Part of the reason people like a book is because they get invested in the plot and the characters. They continue reading because they have a vested interest in seeing things play out. They care about what the characters do, what happens to them, how goals are achieved, how the antagonist is foiled, etc.
A potential issue with (bad) "dark" books is that there's never anything to get invested in. The characters are shit, their lives are shit, everything they try turns to shit in a rather predictable way. There's no reason to read on because there's nothing to get invested in.
Dark books aren't the only ones who suffer from this. "Happy" books can fall into a similar trap: the protagonist are perfect paragons, their lives are perfect, everything they do turns out perfect in a very predictable way. Readers don't get invested in those books either. The only difference is that writers are aware of that trap, and there's plenty of writing advice to make sure you have "conflict" in the story.
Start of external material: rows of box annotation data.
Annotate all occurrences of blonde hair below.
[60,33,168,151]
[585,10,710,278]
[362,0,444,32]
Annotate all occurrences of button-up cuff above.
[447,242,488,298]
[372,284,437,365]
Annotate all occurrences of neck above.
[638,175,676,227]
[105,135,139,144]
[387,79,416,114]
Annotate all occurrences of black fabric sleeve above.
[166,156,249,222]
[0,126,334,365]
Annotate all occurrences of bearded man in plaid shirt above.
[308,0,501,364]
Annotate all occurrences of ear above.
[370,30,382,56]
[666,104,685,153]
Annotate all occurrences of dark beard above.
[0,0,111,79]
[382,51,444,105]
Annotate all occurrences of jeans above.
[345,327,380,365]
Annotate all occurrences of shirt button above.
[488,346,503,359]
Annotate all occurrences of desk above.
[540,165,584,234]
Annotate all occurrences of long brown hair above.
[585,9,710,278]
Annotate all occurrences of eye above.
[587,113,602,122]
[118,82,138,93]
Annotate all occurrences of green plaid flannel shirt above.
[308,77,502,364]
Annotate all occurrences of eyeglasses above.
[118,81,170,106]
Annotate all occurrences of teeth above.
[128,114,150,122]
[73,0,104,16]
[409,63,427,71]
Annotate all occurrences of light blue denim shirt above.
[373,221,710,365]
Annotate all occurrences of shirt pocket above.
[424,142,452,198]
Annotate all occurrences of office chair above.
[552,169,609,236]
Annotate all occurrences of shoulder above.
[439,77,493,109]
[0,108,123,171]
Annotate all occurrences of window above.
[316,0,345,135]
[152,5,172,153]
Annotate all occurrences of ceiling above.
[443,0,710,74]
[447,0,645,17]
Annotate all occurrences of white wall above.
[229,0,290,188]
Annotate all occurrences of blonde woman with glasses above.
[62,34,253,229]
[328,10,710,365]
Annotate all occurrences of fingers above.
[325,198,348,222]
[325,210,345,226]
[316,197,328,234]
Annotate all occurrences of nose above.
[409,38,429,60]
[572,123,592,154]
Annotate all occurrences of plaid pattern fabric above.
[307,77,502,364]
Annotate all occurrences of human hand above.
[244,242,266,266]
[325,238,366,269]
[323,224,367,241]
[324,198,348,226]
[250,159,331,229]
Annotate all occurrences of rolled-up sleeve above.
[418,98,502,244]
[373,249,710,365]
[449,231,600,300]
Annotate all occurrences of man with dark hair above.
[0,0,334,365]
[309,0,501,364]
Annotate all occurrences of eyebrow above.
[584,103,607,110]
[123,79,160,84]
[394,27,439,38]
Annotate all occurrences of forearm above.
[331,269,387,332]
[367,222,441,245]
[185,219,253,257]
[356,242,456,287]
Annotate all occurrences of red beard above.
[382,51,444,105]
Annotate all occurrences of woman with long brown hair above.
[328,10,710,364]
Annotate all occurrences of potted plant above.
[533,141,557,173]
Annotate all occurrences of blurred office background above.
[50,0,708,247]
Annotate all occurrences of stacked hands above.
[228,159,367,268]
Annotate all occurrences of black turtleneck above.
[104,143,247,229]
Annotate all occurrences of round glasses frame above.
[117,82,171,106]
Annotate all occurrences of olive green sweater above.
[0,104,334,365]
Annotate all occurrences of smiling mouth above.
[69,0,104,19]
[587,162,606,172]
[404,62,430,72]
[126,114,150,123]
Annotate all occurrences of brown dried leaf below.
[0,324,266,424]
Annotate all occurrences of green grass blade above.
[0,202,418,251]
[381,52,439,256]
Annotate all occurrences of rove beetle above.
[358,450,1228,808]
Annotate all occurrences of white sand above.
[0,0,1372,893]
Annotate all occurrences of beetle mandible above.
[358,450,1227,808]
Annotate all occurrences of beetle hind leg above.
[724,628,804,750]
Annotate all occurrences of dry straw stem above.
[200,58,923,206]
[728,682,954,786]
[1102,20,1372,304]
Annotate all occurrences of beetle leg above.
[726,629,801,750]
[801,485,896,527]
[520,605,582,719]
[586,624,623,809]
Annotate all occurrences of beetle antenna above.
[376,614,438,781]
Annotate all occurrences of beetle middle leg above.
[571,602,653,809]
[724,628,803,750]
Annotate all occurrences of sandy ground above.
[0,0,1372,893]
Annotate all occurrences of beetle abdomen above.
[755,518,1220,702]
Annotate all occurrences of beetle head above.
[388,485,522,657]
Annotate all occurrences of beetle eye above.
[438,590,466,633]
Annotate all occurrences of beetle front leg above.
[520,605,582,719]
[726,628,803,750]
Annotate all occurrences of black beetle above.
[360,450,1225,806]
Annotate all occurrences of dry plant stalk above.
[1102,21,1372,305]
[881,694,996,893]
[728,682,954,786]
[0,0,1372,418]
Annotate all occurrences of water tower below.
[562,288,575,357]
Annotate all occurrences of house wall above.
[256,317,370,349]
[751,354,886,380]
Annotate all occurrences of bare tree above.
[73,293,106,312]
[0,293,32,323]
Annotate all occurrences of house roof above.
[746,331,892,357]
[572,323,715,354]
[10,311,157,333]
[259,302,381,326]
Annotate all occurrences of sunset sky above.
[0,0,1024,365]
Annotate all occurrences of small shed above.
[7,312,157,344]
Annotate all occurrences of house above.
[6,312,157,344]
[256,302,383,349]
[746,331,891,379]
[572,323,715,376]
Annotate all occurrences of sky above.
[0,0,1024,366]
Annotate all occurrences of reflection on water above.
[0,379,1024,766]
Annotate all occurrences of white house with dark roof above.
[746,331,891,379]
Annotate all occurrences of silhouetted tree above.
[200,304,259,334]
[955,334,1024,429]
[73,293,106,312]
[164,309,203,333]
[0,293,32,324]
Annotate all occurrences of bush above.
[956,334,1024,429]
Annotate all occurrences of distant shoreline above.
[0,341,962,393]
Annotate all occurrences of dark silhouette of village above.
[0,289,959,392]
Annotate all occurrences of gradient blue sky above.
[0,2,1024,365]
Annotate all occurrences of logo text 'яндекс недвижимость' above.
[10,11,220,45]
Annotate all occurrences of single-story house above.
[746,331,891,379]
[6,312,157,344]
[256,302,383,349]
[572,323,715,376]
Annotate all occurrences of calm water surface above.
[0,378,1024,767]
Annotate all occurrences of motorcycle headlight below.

Dark books, though, suffer from a misperception that "conflict" means "bad things happen to the protagonists", such that people mistakenly think a dark book has conflict by the very nature of being dark.
That isn't the case: "conflict" goes both ways. Yes, there isn't any conflict if the protagonist simply waltzes through the story, but there also isn't any conflict if the antagonists (be they animate or inanimate) just waltz through the story. If the protagonists never productively engage the antagonists (even in an inevitably futile sense), you don't have any conflict and you don't have a story.
Readers can get invested in a dark and tragic book, but they need some reason to care what happens. There needs to be productive conflict, even if the protagonists are fated to fail. There needs to be some reason to care about what happens to the main characters and their struggle - not like, necessarily, but care. There needs to be some mystery in how things turn out. Not necessarily if the protagonists will succeed or fail (there's a slew of books where the heros' eventual winning is never in doubt), but more of how they're going to succeed/fail. All of that is achievable with a "dark and tragic" book (as pointed out in examples in other answers).
A final note - you will inevitably get some subset of your readers who won't like your book because of the dark tone, or the fact the protagonists almost never win, or that it's lacking any "likable" characters, etc. That's okay. Not every book has to appeal to every reader.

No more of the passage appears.